How to improve the response to the refugee and migrant crisis in Europe
Vision Europe is a consortium of think tanks and foundations collaborating to address some of the most pressing public policy challenges facing Europe.
In 2016 the chosen theme is “to improve the response to the crisis of migrants and refugees in Europe”, with the final conference to be held on 21 and 22 November at the Calouste Gulbenkian Foundation in Lisbon.
As part of Vision Europe’s work toward the delivery of evidence-based policy recommendations on how to improve the response to the crisis of refugees and migrants in Europe, three groups of the consortium’s experts have written research papers on the three main axes followed by Vision Europe.
1) From conflict to equilibrium: the construction of a common ground for a social and political consensus on migration.
2) From reaction to pro-activity: the development of mechanisms for rapid and efficient action for an effective management of migration.

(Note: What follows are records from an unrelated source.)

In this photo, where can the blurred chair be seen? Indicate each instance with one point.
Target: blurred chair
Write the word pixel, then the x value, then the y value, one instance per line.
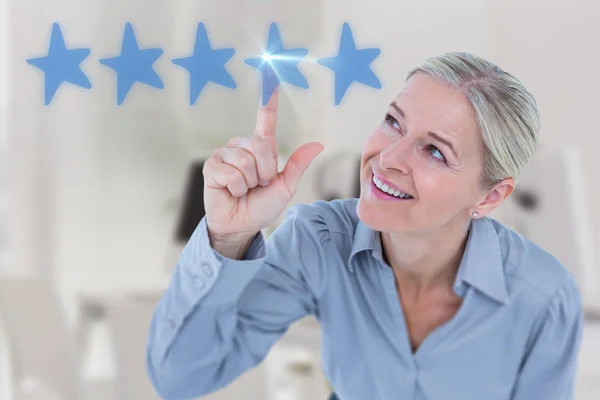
pixel 129 320
pixel 45 357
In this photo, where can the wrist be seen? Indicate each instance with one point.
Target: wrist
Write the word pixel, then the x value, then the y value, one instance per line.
pixel 233 246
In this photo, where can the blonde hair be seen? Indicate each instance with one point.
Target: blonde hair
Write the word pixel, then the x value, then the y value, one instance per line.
pixel 507 112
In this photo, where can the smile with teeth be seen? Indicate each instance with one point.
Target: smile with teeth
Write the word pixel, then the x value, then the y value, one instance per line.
pixel 386 189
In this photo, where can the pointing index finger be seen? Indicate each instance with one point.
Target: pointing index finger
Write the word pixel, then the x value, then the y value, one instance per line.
pixel 266 120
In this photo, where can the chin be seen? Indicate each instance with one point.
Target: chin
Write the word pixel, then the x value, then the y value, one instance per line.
pixel 374 216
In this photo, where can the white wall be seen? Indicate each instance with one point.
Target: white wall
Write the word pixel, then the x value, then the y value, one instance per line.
pixel 554 52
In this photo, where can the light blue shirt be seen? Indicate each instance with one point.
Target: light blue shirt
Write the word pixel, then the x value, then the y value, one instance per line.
pixel 516 335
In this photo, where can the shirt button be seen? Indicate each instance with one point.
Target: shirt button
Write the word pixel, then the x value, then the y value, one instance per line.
pixel 207 270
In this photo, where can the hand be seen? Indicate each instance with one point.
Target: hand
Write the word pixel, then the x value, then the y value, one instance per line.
pixel 243 190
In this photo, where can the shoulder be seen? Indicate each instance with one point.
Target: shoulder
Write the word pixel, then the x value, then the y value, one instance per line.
pixel 337 217
pixel 533 271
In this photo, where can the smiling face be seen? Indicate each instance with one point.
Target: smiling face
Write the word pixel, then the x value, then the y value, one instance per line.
pixel 428 146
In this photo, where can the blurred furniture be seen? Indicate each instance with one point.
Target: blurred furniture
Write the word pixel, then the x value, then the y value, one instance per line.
pixel 45 358
pixel 128 317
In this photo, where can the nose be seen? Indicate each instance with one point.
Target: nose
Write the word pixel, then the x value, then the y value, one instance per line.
pixel 396 156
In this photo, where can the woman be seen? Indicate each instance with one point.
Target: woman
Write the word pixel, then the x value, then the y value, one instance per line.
pixel 419 294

3) From fragmentation to integration: the construction of a European programme with common standards for the management of migration with the final objective of achieving the complete integration of those who seek it.

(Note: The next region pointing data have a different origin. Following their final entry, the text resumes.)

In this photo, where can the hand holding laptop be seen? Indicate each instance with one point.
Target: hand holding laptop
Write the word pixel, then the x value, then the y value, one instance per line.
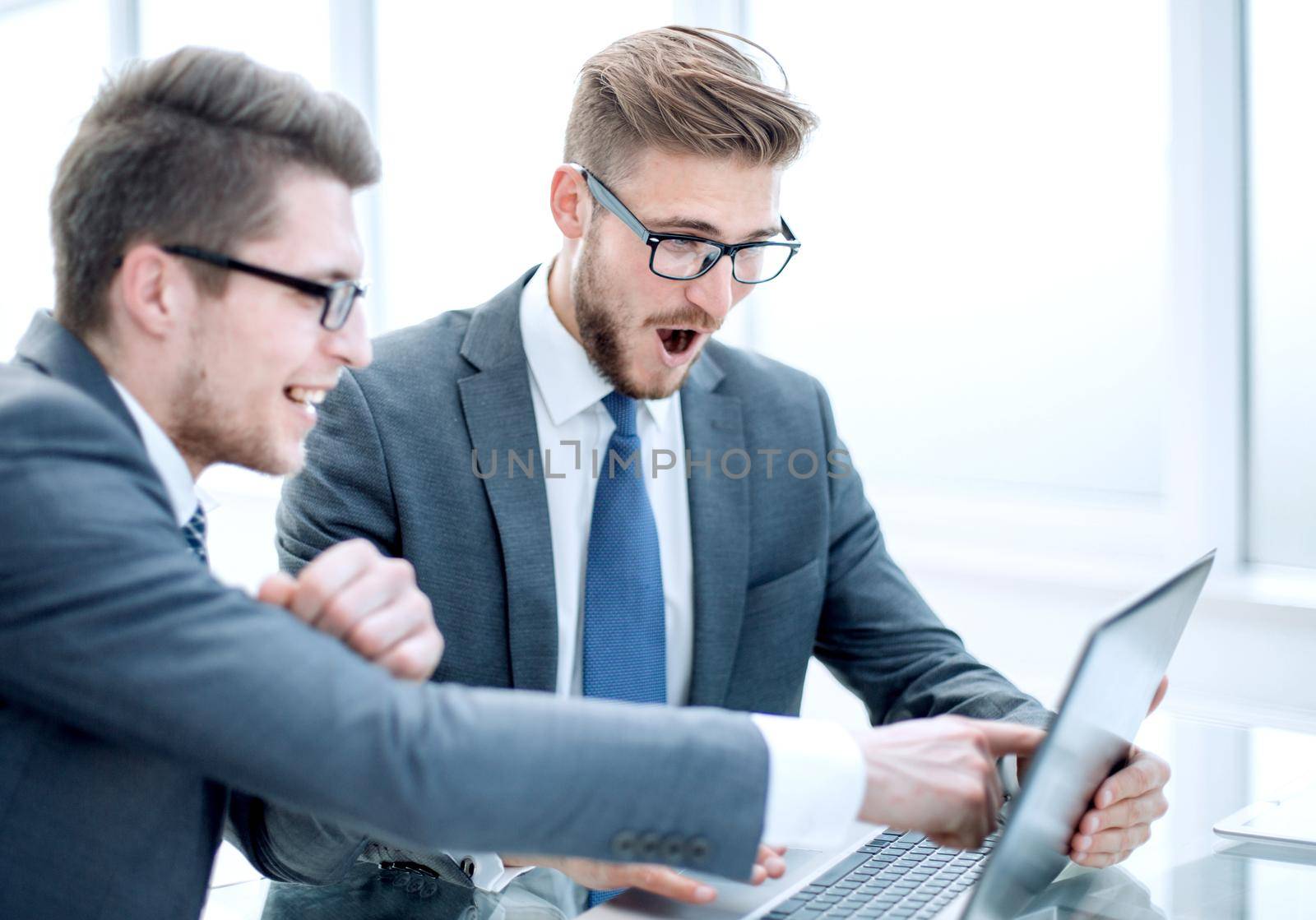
pixel 938 775
pixel 651 876
pixel 1123 807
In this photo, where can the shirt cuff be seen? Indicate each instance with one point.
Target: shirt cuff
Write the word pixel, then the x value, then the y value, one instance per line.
pixel 815 782
pixel 487 871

In “Exploring the Current Migration/ Integration ‘Crisis’— What Bottom-up Solutions?” Tiziana Caponio (University of Turin and Collegio Carlo Alberto) and Teresa M. Cappiali (Collegio Carlo Alberto) analyse the current migration/integration “crisis” from a bottom-up perspective by considering three different sets of responses: public opinion perceptions of the crisis, narratives and frames proposed by political groups and the media, and (good) practices undertaken by local authorities and civil society organisations.
Hameed Hakimi (Royal Institute of International Affairs, Chatham House), presents the Afghan example in “Understanding the Drivers of Migration to Europe: Lessons from Afghanistan for the Current Refugee Crisis”. This paper studies the implementation and impact of European approaches in Afghanistan, one of the primary source countries of refugees globally for almost four decades. This provides examples of lessons to be learned in the approach to other countries such as Syria which will continue to be a focus of humanitarian aid and development support for the foreseeable future.

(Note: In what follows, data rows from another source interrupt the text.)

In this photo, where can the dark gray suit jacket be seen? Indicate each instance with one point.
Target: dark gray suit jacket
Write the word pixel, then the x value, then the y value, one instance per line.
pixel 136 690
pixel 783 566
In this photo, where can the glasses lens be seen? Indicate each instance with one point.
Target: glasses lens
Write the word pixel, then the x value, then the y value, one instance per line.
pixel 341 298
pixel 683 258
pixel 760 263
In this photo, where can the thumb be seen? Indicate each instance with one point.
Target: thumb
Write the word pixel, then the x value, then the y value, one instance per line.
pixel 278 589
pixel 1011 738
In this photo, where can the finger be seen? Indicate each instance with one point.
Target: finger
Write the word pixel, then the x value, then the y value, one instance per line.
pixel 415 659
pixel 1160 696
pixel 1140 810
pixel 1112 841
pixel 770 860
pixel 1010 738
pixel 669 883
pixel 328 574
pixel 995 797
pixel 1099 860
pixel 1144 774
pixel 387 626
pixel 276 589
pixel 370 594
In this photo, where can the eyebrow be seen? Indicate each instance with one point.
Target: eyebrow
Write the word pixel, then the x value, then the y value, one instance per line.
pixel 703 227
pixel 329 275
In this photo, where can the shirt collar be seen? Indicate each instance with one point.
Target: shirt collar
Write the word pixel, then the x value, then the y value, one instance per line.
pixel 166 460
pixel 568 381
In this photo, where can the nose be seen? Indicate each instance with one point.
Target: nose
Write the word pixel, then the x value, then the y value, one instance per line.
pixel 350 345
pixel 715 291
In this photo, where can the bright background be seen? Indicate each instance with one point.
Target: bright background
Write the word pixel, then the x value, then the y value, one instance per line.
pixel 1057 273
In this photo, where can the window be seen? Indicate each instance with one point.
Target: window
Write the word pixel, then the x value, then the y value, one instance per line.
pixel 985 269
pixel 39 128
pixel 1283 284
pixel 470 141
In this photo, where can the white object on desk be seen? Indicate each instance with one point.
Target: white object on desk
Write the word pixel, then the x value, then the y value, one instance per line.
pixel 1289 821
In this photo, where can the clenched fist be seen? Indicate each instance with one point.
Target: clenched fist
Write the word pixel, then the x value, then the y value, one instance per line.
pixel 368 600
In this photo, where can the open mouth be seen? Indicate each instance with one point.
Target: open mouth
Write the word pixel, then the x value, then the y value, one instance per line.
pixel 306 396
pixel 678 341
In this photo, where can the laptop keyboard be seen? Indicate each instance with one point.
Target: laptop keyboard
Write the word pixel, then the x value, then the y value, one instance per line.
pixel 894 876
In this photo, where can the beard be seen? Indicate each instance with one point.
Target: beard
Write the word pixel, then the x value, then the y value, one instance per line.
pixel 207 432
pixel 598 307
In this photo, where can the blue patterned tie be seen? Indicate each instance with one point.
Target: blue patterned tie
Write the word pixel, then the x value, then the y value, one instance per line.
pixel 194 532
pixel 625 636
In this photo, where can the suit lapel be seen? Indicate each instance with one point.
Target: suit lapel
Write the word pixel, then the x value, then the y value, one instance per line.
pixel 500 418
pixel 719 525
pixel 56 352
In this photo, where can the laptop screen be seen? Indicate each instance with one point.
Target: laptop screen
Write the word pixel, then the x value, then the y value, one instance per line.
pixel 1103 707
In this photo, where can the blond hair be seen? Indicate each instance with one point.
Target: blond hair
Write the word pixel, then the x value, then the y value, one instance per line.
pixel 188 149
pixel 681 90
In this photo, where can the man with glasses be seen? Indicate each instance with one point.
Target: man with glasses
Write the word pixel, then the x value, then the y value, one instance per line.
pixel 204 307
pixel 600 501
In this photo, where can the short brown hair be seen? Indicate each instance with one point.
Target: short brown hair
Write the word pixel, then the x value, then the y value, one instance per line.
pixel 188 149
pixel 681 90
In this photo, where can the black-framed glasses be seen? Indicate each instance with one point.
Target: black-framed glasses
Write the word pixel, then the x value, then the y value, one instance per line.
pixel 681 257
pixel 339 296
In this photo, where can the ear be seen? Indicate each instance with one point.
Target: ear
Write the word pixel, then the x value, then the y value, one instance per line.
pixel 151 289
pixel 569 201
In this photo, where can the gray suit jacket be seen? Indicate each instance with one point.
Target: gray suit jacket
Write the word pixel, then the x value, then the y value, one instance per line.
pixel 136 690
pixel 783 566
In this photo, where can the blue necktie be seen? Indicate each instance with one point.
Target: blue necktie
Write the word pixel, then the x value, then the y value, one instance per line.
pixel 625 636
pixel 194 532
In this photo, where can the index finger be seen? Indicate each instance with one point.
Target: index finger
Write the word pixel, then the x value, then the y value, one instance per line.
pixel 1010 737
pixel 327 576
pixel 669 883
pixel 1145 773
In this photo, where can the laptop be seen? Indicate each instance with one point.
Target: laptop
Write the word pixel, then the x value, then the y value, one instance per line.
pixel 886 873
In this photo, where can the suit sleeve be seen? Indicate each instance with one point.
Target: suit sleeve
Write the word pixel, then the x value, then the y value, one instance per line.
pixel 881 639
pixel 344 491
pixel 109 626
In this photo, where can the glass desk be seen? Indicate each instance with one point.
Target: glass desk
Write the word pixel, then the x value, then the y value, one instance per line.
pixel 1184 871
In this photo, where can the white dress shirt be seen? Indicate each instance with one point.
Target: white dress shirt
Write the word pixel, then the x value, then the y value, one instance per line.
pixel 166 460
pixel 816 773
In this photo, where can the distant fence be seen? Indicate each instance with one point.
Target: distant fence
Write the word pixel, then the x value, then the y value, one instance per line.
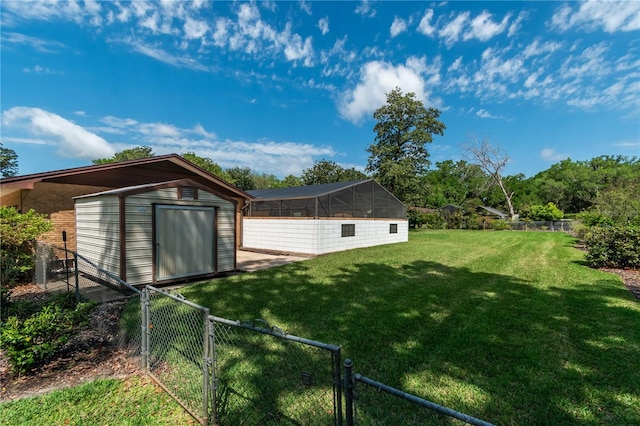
pixel 553 226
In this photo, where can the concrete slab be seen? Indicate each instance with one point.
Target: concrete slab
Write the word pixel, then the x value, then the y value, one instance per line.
pixel 247 260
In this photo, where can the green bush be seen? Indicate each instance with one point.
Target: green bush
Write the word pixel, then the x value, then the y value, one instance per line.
pixel 19 232
pixel 617 247
pixel 28 341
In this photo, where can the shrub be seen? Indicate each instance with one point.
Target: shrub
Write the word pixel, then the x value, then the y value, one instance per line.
pixel 30 340
pixel 617 247
pixel 19 232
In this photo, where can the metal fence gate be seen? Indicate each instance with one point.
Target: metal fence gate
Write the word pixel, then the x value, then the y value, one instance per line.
pixel 231 372
pixel 266 377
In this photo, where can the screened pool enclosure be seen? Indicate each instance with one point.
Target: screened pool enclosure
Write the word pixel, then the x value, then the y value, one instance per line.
pixel 355 199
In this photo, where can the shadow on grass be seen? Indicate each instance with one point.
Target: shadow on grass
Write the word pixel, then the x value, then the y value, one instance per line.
pixel 490 345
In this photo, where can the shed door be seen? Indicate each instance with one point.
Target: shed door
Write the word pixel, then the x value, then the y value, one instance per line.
pixel 184 241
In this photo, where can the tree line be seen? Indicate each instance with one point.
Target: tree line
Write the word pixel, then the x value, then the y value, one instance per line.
pixel 607 186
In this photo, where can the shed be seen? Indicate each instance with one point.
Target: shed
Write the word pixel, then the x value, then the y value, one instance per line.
pixel 158 233
pixel 325 218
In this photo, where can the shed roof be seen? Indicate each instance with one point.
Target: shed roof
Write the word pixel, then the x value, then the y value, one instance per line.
pixel 127 173
pixel 140 189
pixel 303 191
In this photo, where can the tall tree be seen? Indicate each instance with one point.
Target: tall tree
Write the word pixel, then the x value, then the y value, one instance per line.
pixel 325 171
pixel 127 154
pixel 241 177
pixel 398 157
pixel 8 162
pixel 492 160
pixel 206 164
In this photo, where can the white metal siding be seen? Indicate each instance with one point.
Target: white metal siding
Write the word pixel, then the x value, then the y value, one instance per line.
pixel 318 236
pixel 98 230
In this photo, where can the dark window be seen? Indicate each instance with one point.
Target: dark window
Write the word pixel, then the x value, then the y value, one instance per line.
pixel 349 230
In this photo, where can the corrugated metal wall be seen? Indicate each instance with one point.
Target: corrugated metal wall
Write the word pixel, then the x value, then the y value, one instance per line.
pixel 98 231
pixel 97 221
pixel 319 236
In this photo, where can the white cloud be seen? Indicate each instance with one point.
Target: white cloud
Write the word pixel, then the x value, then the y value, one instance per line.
pixel 305 7
pixel 378 78
pixel 166 57
pixel 483 113
pixel 194 29
pixel 483 28
pixel 41 45
pixel 398 26
pixel 593 14
pixel 424 27
pixel 452 31
pixel 551 156
pixel 38 70
pixel 365 9
pixel 323 24
pixel 73 141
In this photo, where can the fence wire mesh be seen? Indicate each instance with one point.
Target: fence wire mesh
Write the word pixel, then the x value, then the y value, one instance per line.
pixel 372 406
pixel 267 378
pixel 176 349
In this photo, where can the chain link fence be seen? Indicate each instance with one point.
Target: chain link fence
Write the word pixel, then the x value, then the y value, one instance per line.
pixel 370 402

Integration is no longer a peripheral policy area, if it ever was. But more than any time in the past, it is at the forefront of the minds of Europe’s policymakers. Many of the structural adaptations needed to turn this crisis into an opportunity that will benefit everyone. But to truly make this work, everyone has to play their part. Demetrios G. Papademetriou (Migration Policy Institute (MPI) and MPI Europe) and Meghan Benton (MPI) approach these matters in “From Fragmentation to Integration: Towards a ‘Whole-of-Society’ Approach to Receiving and Settling Newcomers in Europe”.
Through research, publications and an annual summit, Vision Europe aims to be a forum for debate and a source of recommendations to improve evidence-based policymaking at both the national and EU level and to foster appropriate European integration.